Despite flopping, The Gunman still manages a fourth place finish (which gives you an indication of the sad state of the box office). Sean Penn continued the downward trend of Liam Neeson as an action star, as The Gunman could only find $5 million from 2,816 venues at the box office this weekend. Critics hated it, with a sad sack critical rating of only 14% fresh, and the Cinemascore wasn’t much better at B-. From director Pierre Morel (Taken), Penn was looking to increase his exposure (or cash a cheque), but only served to move himself backward career-wise. The Gunman was made for $40 million, a number the film won’t come close to domestically, but given the director and some European co-stars, it might get a hand from overseas audiences. Open Road Films is simply the distributor here, as Canal Plus made this dreck and carries the financial exposure.
Fifth is the leggy success story that is Kingsman: The Secret Service, one of the few bright spots amongst the holdovers. In its sixth weekend at the box office, Kingsman earned another $4.6 million and dropped only 26%. The $81 million Fox release has now racked up $114.6 million stateside, and another $180 million overseas. Interesting that this one opened on the same weekend against Fifty Shades of Grey. One of them is still a top five film, and the other is nowhere to be seen.
Do You Believe?, our faith-based movie-of-the-week, is sixth. This is no God’s Not Dead, the $9.2 million opener that went on to make $60 million, but it is from the same team. This time around, the faith-based release earned $4 million from 1,320 venues for Pure Flix, giving it a venue average of $3,030 – quite a bit below the $11,800 average that God’s Not Dead earned over its opening weekend.

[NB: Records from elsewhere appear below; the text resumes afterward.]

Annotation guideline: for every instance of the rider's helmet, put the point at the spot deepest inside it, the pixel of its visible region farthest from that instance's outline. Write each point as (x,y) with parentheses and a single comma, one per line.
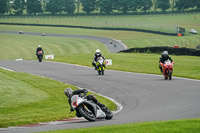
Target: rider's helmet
(68,92)
(165,53)
(98,52)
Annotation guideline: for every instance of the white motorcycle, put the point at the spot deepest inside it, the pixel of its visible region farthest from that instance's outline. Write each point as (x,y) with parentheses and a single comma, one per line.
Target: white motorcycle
(88,109)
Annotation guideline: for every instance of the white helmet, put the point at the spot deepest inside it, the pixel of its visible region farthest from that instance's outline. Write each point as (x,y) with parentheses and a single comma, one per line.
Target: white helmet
(98,52)
(165,53)
(68,92)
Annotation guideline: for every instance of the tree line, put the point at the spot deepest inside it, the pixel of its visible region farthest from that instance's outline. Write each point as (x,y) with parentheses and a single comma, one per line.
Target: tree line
(88,6)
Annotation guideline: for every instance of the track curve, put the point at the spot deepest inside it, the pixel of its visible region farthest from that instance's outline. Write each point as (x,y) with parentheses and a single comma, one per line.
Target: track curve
(144,97)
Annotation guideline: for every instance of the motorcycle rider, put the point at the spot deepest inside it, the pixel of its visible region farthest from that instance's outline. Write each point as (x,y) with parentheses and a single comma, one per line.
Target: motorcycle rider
(165,56)
(39,49)
(81,92)
(96,55)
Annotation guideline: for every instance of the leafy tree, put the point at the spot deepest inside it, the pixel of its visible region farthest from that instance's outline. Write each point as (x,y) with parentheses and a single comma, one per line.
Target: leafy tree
(89,5)
(3,6)
(154,2)
(185,4)
(18,6)
(145,4)
(163,4)
(69,6)
(34,6)
(54,6)
(106,6)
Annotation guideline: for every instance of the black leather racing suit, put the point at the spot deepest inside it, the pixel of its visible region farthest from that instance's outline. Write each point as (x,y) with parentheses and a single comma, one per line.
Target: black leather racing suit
(89,97)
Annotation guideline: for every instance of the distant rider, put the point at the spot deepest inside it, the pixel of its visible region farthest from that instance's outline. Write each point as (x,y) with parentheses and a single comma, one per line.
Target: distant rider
(165,56)
(38,50)
(96,55)
(82,92)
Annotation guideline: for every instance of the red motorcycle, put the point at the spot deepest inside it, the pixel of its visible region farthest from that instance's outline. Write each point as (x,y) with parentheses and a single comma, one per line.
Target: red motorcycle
(167,69)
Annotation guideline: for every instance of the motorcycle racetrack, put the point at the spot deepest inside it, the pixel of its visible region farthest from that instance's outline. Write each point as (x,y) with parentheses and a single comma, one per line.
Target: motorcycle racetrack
(144,97)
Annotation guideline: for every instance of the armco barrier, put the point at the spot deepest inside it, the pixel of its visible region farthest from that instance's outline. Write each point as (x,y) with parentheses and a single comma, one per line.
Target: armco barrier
(171,50)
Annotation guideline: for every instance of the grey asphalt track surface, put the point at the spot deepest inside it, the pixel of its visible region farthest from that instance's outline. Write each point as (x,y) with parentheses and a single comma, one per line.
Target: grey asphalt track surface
(115,47)
(144,97)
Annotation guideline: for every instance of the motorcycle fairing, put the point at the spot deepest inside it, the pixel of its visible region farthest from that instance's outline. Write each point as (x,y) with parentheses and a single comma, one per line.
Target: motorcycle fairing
(76,101)
(96,110)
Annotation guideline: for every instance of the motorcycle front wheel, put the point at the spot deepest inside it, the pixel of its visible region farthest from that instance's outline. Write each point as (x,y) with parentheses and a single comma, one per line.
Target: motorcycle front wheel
(87,114)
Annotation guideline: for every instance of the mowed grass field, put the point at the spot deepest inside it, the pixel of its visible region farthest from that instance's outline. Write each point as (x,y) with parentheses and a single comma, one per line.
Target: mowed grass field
(28,99)
(130,38)
(78,51)
(164,23)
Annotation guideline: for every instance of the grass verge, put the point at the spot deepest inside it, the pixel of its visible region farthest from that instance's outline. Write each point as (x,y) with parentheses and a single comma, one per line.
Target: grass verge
(79,51)
(176,126)
(130,38)
(29,99)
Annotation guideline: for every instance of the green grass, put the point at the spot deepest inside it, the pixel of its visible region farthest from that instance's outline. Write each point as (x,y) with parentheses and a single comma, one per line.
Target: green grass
(176,126)
(130,38)
(165,23)
(20,46)
(24,98)
(185,66)
(74,51)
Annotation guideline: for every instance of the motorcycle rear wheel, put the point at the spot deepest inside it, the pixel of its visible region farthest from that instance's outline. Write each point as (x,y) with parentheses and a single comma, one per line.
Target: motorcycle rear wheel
(87,115)
(109,114)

Likely made for peanuts, this one will likely earn a profit despite the low tally.
The Second Best Exotic Marigold Hotel drops to seventh, and while this weekend’s drop is not excessive, the film is not matching the legs of the original. This weekend, the John Madden release earned $3.5 million, off 39% compared to last weekend’s gross. Made for $10 million, this one is still a big success, given the $24.1 million made on the domestic front and $30 million plus made overseas. Maybe Sean Penn and Liam Neeson should have done this film instead.
Focus drops to eighth as its quick exit continues. The Will Smith starrer earned another $3.3 million and fell 42%. The $50 million Warner Bros. release has now earned $49.4 million domestically, and is approaching $60 million overseas. Focus isn’t going to make anyone rich, but it’s no After Earth either.
Ninth is Chappie, another in a list of holdover disappointments. Chappie earned $2.7 million, declining 54% after falling 57% last weekend. The $49 million release has earned only $28.3 million stateside, and is approaching $45 million from overseas cinemas.
Tenth is The SpongeBob Movie: Sponge Out of Water, which manages to hang on to a spot in the top 10 purely on the weakness of the other holdovers. SpongeBob added another $2.4 million to its domestic coffers, bringing its North American total to $158.8 million. It also has more than $115 million from international venues, so Paramount is obviously very happy with the return of the animated underwater denizen.
Overall, with Insurgent basically tying Divergent and a pack of unexciting holdovers, the box office fell behind where we were last year. This weekend, the top 12 earned $125.8 million, behind the $133.3 million made last year. Next weekend, two films receiving poor advance reviews will try to bail us out of this mess. Openers include Kevin Hart and Will Ferrell in Get Hard and Home,a movie that comes from struggling animator DreamWorks Animation and distributor Fox.